EVPN Designs: Scaling IBGP with Route Reflectors
In the previous blog posts, we explored the simplest possible IBGP-based EVPN design and tried to figure out whether BGP route reflectors do more harm than good. Ignoring that tiny detail for the moment, let’s see how we could add route reflectors to our leaf-and-spine fabric.
As before, this is the fabric we’re working with:
As we’re discussing an IBGP-based design:
- Leaf- and spine switches are running OSPF
- IBGP is used solely to transport EVPN address family.
The crucial question for today’s discussion is where to place the route reflectors and whether we can use spine switches as route reflectors.
The CPU load on spine switches is usually pretty low (assuming they do packet forwarding in hardware), so they seem to be the perfect candidates for BGP route reflectors. There are just a few reasons why one wouldn’t do that:
- You bought spine switches that do IP forwarding but don’t support EVPN.
- You didn’t want to pay for the EVPN license on the spine switches.
- You bought leaf- and spine switches from different vendors and are worried about interoperability.
- Your network has so many endpoints that you’re worried about the control-plane performance of spine switches1
- The number of BGP neighbors (leaf switches) or the size of the EVPN BGP table exceeds the vendor-recommended limits.
Adding route reflectors to an IBGP-based EVPN network is trivial:
- Configure IBGP sessions between every leaf switch and every spine switch.
- On the spine switches, configure all leaf switches to be route-reflector clients
- Don’t forget to activate the EVPN address family on the IBGP sessions.
Let’s set up a lab and try it out. We’ll use a lab setup similar to the IBGP Full Mesh Between Leaf Switches; read that blog post as well as the Creating the Lab Environment section of the first blog post in this series to get more details.

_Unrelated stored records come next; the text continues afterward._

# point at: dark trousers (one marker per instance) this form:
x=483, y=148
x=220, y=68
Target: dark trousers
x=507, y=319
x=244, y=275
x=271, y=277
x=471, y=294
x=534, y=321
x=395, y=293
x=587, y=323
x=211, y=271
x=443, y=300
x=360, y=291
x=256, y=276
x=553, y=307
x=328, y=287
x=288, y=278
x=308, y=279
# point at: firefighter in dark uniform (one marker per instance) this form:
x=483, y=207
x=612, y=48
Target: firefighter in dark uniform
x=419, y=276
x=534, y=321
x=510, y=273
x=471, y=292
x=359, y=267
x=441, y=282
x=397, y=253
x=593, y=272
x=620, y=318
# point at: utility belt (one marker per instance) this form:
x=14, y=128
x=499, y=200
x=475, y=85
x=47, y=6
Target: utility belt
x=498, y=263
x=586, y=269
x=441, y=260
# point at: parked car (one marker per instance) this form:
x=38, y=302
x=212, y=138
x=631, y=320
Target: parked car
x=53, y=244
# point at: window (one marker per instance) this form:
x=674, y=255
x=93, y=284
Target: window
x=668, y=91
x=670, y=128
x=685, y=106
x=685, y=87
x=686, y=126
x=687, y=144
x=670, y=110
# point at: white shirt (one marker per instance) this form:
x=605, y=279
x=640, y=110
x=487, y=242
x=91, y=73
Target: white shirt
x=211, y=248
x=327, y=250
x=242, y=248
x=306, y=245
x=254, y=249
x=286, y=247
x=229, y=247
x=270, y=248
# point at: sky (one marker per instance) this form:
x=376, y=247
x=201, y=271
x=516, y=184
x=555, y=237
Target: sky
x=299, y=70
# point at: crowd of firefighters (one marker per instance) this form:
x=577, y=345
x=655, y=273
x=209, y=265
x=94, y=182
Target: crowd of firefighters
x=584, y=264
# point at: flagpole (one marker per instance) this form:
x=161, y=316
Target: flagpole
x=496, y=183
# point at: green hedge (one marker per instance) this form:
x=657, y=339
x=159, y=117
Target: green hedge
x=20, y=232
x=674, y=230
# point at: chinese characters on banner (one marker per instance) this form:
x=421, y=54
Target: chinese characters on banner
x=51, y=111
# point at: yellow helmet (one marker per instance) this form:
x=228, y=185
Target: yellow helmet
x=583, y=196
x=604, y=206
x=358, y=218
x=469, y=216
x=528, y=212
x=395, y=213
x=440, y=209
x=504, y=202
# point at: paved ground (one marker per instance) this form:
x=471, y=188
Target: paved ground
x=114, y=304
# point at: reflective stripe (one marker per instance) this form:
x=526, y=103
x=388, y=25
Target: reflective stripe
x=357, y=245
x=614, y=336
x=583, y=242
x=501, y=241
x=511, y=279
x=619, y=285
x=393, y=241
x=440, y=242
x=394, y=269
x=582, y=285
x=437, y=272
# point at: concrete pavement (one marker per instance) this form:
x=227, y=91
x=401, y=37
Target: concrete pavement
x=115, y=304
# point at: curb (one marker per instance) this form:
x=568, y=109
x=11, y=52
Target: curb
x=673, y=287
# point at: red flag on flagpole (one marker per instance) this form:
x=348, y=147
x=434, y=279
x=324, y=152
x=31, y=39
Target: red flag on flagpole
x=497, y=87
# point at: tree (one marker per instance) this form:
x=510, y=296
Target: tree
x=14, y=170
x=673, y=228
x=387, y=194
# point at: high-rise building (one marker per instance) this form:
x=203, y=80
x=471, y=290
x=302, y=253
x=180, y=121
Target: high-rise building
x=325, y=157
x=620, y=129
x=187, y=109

Leaf-and-Spine EVPN IBGP/RR Lab Topology
This is the netlab lab topology description we’ll use to set up the hub-and-spoke IBGP sessions using spine switches as route reflectors:
defaults.device: eos
provider: clab
plugin: [ fabric ]
fabric.spines: 2
fabric.leafs: 4
bgp.as: 65000
bgp.activate.ipv4: []
groups:
_auto_create: True
leafs:
module: [ ospf, bgp, vlan, vxlan, evpn ]
spines:
module: [ ospf, bgp, evpn ]
bgp.rr: True
hosts:
members: [ H1, H2, H3, H4 ]
device: linux
vlan.mode: bridge
vlans:
orange:
links: [ H1-L1, H2-L3 ]
blue:
links: [ H3-L2, H4-L4 ]
tools:
graphite:
Most of the topology file is explained in the previous blog posts (basics, IBGP); all we had to do to add route reflectors were two changes:
- Line 16: The spine switches are running OSPF, BGP, and EVPN
- Line 17: The spine switches are BGP route reflectors
Assuming you already did the previous homework, it’s time to start the lab with the netlab up command. You can also start the lab in a GitHub Codespace (the directory is EVPN/ibgp-rr
); you’ll still have to import the Arista cEOS container, though.
Behind the Scenes
This is the relevant part of the configuration of L1 running Arista EOS (you can view complete configurations for all switches on GitHub).
router bgp 65000
router-id 10.0.0.1
no bgp default ipv4-unicast
bgp advertise-inactive
neighbor 10.0.0.5 remote-as 65000
neighbor 10.0.0.5 update-source Loopback0
neighbor 10.0.0.5 description S1
neighbor 10.0.0.5 send-community standard extended large
neighbor 10.0.0.6 remote-as 65000
neighbor 10.0.0.6 update-source Loopback0
neighbor 10.0.0.6 description S2
neighbor 10.0.0.6 send-community standard extended large
!
vlan 1000
rd 10.0.0.1:1000
route-target import 65000:1000
route-target export 65000:1000
redistribute learned
!
address-family evpn
neighbor 10.0.0.5 activate
neighbor 10.0.0.6 activate
Let’s walk through the changes:
- Lines 5-12: We must define the IBGP sessions with spine switches. There are no IBGP sessions between leaf switches.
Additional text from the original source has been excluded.